Case Study - Practical Application of Kanban in a Complex Assembly Operation

This case study covers the implementation of a Kanban system for a more complicated range of products – the steps leading up to the implementation are described as is the change management process. 

The information presented has been desensitised - the company and its products are not identified for confidentiality reasons. 

It is divided into the following sections:-

·         Background

·         Value-stream mapping

·         Customer demand analysis

·         Kanban loop and card design

·         Advantages of the Kanban System

·         Change management

·         Summary

Background

The company, which we will call XYZ Ltd, is a division of a global concern.  It produces a range of complex and sophisticated electro-mechanical assemblies, employing over 200 people.

There are 15 live products of similar overall appearance but with different sizes and different functions. Demand is not equally split between the products. 

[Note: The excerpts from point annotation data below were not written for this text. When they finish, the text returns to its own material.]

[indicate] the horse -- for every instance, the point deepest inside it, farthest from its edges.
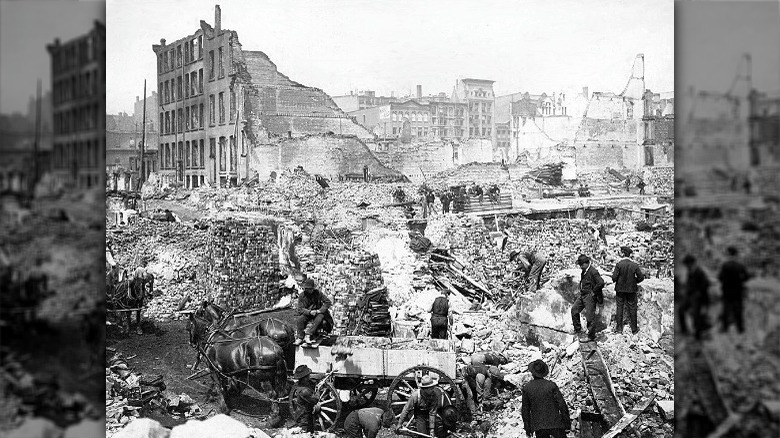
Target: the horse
(245, 326)
(127, 293)
(236, 360)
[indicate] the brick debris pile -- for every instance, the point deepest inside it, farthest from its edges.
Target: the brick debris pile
(344, 272)
(241, 266)
(174, 251)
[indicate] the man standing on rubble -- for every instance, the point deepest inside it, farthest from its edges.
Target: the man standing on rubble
(313, 310)
(544, 411)
(532, 263)
(591, 285)
(479, 384)
(303, 399)
(732, 277)
(696, 299)
(627, 276)
(440, 316)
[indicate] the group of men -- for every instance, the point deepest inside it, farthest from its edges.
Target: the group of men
(696, 298)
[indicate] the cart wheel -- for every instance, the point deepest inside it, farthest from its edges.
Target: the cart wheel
(330, 410)
(406, 382)
(365, 393)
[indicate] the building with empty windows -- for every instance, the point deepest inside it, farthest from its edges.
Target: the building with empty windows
(217, 101)
(480, 100)
(78, 106)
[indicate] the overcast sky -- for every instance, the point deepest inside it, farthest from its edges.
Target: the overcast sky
(343, 45)
(712, 37)
(26, 27)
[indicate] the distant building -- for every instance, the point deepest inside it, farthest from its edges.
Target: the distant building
(78, 105)
(479, 97)
(389, 121)
(361, 100)
(764, 128)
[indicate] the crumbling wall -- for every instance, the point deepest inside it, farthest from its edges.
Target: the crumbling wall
(241, 267)
(329, 156)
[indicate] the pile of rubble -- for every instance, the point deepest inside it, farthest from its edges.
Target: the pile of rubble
(174, 253)
(30, 405)
(130, 396)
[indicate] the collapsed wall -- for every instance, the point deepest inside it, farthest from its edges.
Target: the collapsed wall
(329, 156)
(241, 264)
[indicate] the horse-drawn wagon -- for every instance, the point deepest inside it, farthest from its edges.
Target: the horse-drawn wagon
(350, 369)
(358, 368)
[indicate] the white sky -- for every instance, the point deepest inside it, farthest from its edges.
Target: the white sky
(712, 37)
(381, 45)
(26, 27)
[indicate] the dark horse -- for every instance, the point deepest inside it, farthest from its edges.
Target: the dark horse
(127, 293)
(247, 326)
(240, 361)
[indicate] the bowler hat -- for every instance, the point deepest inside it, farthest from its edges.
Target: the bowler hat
(301, 371)
(427, 381)
(538, 368)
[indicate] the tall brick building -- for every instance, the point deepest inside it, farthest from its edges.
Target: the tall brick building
(217, 101)
(78, 105)
(478, 95)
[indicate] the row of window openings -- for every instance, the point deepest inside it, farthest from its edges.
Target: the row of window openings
(66, 156)
(165, 60)
(85, 84)
(193, 154)
(77, 119)
(192, 86)
(191, 117)
(73, 55)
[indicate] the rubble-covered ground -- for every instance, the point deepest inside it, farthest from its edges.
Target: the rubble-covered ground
(524, 326)
(48, 359)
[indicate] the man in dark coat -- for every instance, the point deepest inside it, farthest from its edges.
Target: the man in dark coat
(440, 313)
(627, 276)
(696, 299)
(544, 411)
(368, 421)
(732, 277)
(313, 310)
(303, 399)
(591, 285)
(531, 265)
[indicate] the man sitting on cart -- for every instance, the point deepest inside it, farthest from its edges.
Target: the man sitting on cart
(313, 313)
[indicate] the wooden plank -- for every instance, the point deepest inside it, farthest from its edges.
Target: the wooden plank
(629, 417)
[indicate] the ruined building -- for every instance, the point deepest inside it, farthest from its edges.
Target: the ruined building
(78, 103)
(217, 102)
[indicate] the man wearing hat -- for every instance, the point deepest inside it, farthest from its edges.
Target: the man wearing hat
(424, 403)
(696, 299)
(627, 276)
(544, 411)
(303, 399)
(479, 379)
(531, 265)
(313, 310)
(591, 285)
(368, 421)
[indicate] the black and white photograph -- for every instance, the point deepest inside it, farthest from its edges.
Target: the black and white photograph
(423, 219)
(727, 330)
(52, 224)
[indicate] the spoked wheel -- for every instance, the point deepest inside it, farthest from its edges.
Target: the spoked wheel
(408, 381)
(330, 410)
(364, 394)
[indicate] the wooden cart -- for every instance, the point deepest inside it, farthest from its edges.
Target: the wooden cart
(378, 363)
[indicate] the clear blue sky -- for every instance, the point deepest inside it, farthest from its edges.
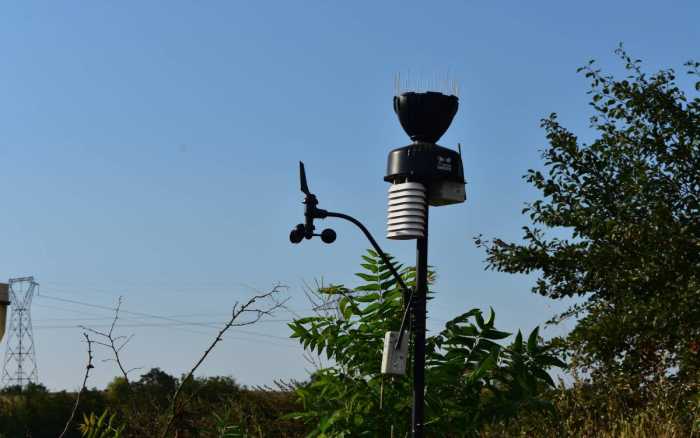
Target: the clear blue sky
(149, 150)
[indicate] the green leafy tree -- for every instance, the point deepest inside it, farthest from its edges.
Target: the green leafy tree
(618, 224)
(471, 377)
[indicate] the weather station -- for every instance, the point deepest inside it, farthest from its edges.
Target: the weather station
(422, 174)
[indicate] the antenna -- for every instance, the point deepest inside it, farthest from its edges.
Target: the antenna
(19, 367)
(302, 179)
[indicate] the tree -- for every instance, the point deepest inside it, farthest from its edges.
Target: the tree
(629, 206)
(471, 377)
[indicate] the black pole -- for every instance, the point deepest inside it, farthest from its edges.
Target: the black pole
(419, 317)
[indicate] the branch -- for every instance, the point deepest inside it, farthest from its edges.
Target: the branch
(247, 308)
(116, 344)
(83, 388)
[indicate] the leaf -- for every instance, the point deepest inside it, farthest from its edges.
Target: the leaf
(532, 340)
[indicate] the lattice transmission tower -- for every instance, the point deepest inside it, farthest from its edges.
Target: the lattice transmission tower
(19, 367)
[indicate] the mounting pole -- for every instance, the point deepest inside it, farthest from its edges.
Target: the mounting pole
(419, 318)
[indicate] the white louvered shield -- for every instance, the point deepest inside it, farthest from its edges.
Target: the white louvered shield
(406, 216)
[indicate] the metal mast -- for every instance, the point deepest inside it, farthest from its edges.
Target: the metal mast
(19, 366)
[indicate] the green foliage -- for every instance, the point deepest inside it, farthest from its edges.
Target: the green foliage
(630, 205)
(471, 377)
(100, 427)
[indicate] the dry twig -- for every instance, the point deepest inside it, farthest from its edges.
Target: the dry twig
(114, 343)
(83, 388)
(238, 310)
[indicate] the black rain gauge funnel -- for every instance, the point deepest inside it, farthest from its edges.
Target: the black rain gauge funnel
(421, 174)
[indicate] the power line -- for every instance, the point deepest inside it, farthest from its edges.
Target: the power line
(209, 325)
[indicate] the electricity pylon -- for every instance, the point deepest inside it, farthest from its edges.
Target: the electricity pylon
(19, 367)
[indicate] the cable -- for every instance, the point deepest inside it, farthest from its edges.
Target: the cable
(164, 318)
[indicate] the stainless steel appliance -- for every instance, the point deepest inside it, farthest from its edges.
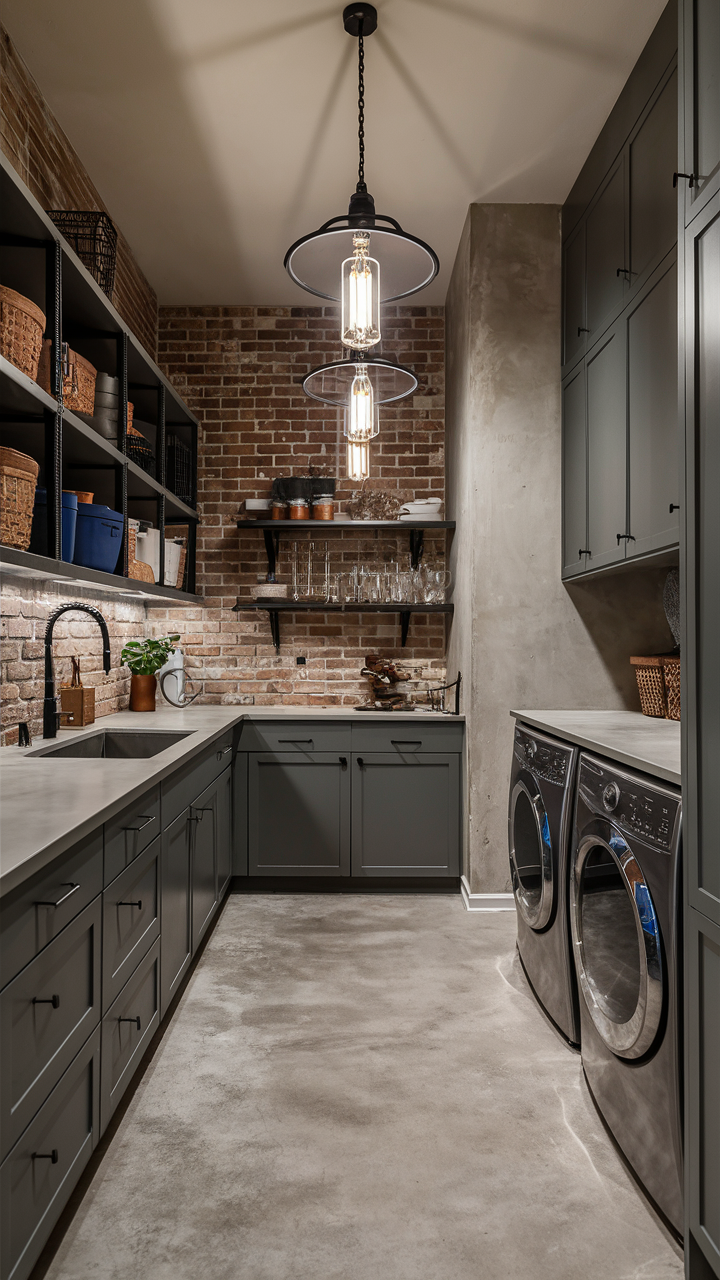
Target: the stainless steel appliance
(625, 923)
(540, 828)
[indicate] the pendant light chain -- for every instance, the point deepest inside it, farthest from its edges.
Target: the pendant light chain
(360, 110)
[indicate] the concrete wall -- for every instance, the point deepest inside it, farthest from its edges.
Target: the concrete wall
(519, 636)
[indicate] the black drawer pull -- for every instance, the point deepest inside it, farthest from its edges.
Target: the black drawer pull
(72, 890)
(147, 818)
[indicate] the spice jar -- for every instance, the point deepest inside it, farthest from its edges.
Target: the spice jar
(323, 507)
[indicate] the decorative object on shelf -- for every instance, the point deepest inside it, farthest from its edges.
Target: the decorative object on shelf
(402, 264)
(77, 704)
(95, 241)
(78, 378)
(18, 476)
(145, 658)
(22, 325)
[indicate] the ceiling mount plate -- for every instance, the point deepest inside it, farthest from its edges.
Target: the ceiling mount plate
(355, 13)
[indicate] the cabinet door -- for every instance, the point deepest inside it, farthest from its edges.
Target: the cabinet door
(574, 295)
(605, 250)
(204, 826)
(607, 446)
(176, 941)
(299, 814)
(224, 831)
(654, 201)
(574, 474)
(652, 416)
(405, 814)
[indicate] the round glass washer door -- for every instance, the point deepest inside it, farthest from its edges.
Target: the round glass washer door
(531, 854)
(616, 942)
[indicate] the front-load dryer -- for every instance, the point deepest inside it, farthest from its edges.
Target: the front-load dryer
(625, 927)
(540, 828)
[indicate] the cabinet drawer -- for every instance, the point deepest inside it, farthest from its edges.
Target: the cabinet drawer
(35, 1191)
(46, 1014)
(128, 835)
(35, 914)
(131, 919)
(123, 1041)
(186, 785)
(408, 737)
(299, 736)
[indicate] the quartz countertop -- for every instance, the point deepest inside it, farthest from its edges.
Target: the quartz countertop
(50, 804)
(634, 740)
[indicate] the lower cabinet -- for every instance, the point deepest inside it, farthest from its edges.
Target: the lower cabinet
(405, 814)
(45, 1164)
(299, 813)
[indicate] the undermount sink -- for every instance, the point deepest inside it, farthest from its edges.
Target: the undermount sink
(113, 744)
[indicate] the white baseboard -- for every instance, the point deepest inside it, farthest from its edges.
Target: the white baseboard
(486, 901)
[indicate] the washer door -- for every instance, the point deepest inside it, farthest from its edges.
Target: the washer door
(531, 854)
(616, 941)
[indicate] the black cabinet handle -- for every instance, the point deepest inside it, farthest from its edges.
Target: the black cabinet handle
(147, 818)
(72, 890)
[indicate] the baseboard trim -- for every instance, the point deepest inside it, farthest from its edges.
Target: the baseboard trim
(484, 901)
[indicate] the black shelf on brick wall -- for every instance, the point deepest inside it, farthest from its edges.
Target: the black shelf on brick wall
(40, 264)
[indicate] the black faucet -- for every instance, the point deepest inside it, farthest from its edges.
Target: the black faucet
(50, 714)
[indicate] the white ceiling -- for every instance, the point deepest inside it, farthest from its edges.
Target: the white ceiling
(219, 131)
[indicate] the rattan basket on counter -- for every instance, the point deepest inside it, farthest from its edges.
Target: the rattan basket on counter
(22, 325)
(18, 478)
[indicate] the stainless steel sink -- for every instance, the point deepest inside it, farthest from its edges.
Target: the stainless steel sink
(113, 744)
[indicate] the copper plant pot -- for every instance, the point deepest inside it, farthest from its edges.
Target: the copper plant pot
(142, 693)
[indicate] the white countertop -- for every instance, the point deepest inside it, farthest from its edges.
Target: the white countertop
(49, 804)
(638, 741)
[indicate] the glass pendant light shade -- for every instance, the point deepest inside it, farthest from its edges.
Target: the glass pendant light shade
(358, 460)
(360, 325)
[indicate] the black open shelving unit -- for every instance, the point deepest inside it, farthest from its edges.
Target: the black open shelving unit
(36, 261)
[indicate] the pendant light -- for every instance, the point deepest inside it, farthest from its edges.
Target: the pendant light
(361, 259)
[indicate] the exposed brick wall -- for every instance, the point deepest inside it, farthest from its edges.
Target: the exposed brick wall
(237, 369)
(45, 160)
(26, 608)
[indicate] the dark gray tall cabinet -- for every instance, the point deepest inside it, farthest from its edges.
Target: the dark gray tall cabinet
(700, 405)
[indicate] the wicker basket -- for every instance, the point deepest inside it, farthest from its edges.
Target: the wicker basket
(651, 685)
(18, 478)
(22, 325)
(671, 673)
(78, 383)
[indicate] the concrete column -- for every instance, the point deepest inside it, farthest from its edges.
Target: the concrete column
(519, 636)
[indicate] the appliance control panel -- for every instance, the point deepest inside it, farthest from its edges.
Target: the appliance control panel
(636, 808)
(543, 759)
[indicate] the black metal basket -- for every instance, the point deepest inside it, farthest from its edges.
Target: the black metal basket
(94, 238)
(178, 478)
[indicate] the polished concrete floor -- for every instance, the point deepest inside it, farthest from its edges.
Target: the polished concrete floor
(361, 1088)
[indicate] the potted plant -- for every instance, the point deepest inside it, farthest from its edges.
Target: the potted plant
(145, 658)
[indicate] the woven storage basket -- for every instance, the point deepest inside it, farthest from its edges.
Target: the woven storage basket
(18, 476)
(78, 383)
(671, 673)
(22, 325)
(651, 685)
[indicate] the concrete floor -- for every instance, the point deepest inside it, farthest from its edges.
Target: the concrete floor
(361, 1088)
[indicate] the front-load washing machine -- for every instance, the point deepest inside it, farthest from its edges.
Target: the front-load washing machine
(540, 830)
(625, 926)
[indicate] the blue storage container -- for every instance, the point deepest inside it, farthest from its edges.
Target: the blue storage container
(39, 534)
(99, 536)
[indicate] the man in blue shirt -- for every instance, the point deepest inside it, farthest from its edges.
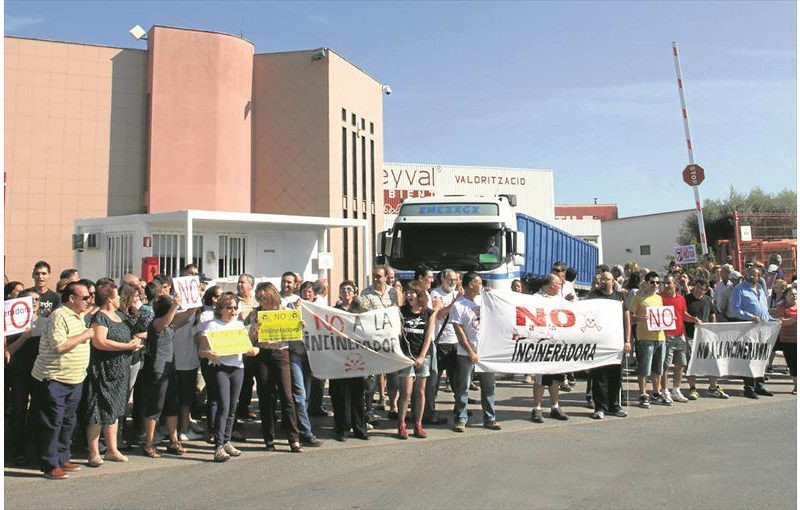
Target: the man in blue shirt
(749, 303)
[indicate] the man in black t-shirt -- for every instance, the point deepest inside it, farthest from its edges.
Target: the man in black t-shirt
(48, 299)
(701, 307)
(606, 382)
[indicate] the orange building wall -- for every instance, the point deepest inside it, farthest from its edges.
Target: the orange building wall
(200, 121)
(62, 161)
(291, 163)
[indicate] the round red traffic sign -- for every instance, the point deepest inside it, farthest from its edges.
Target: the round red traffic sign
(693, 175)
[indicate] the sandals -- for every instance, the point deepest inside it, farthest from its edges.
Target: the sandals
(176, 449)
(151, 452)
(94, 462)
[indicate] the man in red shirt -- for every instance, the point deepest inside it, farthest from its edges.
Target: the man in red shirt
(676, 341)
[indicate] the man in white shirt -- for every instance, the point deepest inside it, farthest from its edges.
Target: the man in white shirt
(551, 291)
(376, 296)
(465, 317)
(445, 342)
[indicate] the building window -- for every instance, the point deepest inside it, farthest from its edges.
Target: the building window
(346, 250)
(372, 166)
(231, 257)
(364, 168)
(344, 161)
(119, 259)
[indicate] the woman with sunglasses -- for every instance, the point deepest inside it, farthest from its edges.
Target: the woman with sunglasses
(347, 394)
(273, 374)
(203, 317)
(301, 374)
(228, 374)
(787, 314)
(159, 370)
(138, 319)
(23, 349)
(417, 333)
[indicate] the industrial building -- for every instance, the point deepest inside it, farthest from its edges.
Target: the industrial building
(198, 122)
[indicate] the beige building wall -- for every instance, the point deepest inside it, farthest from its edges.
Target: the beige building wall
(62, 161)
(298, 132)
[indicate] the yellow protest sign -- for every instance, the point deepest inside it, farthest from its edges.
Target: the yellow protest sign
(225, 342)
(279, 326)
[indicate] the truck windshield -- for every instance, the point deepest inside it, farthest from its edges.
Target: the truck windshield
(457, 246)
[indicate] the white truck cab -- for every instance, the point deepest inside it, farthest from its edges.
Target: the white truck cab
(464, 233)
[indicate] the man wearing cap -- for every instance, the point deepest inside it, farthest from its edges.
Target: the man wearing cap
(59, 372)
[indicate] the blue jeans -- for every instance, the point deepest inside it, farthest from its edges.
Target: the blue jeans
(463, 369)
(58, 409)
(300, 380)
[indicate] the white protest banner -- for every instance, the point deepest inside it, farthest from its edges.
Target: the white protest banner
(685, 254)
(732, 348)
(660, 318)
(341, 344)
(524, 334)
(188, 288)
(18, 316)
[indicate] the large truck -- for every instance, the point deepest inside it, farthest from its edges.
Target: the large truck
(482, 234)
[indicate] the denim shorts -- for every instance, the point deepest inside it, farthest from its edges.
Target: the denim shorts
(650, 357)
(423, 371)
(676, 351)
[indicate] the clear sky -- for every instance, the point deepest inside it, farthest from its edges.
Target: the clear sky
(587, 89)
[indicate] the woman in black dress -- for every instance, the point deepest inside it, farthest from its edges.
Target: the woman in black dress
(106, 389)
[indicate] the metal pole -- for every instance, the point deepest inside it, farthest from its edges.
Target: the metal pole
(698, 207)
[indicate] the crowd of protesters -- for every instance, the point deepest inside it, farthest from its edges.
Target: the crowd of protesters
(116, 365)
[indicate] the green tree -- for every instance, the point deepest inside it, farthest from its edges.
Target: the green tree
(718, 214)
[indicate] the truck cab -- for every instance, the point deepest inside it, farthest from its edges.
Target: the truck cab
(464, 233)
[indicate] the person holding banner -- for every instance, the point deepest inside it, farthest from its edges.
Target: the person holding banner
(749, 303)
(228, 373)
(159, 370)
(303, 381)
(606, 382)
(651, 346)
(787, 313)
(202, 318)
(418, 327)
(273, 373)
(105, 395)
(700, 307)
(465, 317)
(347, 394)
(59, 372)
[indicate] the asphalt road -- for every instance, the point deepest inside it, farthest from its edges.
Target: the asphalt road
(729, 454)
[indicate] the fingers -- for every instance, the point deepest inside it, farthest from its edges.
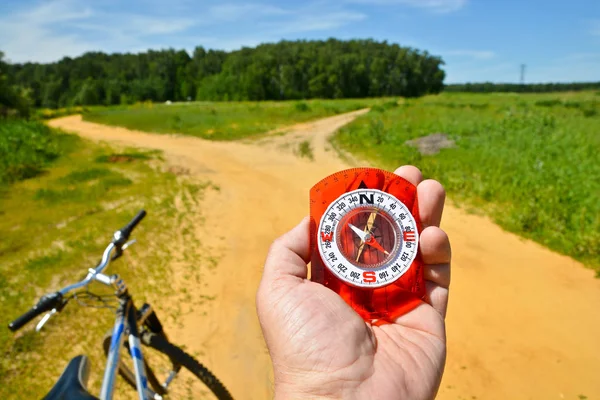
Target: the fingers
(430, 193)
(431, 197)
(410, 173)
(436, 254)
(290, 253)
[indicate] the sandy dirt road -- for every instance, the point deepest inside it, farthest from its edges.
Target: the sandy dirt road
(523, 322)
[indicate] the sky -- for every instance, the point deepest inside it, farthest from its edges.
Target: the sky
(479, 40)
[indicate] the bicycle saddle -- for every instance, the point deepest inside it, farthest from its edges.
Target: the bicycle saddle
(72, 384)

There are 8 sub-assembly lines feeding one common process (which we shall call the gluing line) from there on to 6 calibration/testing stations.

The sub-assembly lines are roughly split by product size, but also include new lines where new products have been developed and installed.  The test lines are also split by product size and age.

The gluing station is not particularly complex, but all the products are glued. The glue typically takes 36 hours to set. A series of roller tracks holds the products waiting to set before testing.

Sketch below shows a schematic of the process flow.

Leanpal got involved with the project because the overall productivity of the factory was deemed to be too low.  Throughput was less than expected, and the products were not coming off the lines in the expected order for the end customer.

The initial project was scoped as an exercise to improve the throughput of the calibration/test department, where it was thought that the changeover time (taking products off the test stations and replacing them with the next product to be tested) was constraining the overall output of the factory.

The supervisor of the calibration/test department, whilst open to the improvement project, maintained that the changeover time (and his department) was not the bottleneck - it was the way that the products arrived at the department which held up the overall throughput.

This was quickly investigated and found to be true.  The calibration and test was split into different product families, and could handle up to 11 assemblies any one time across six test lines.

In practice large amounts of the same size product were presented to the calibration test department at the same time.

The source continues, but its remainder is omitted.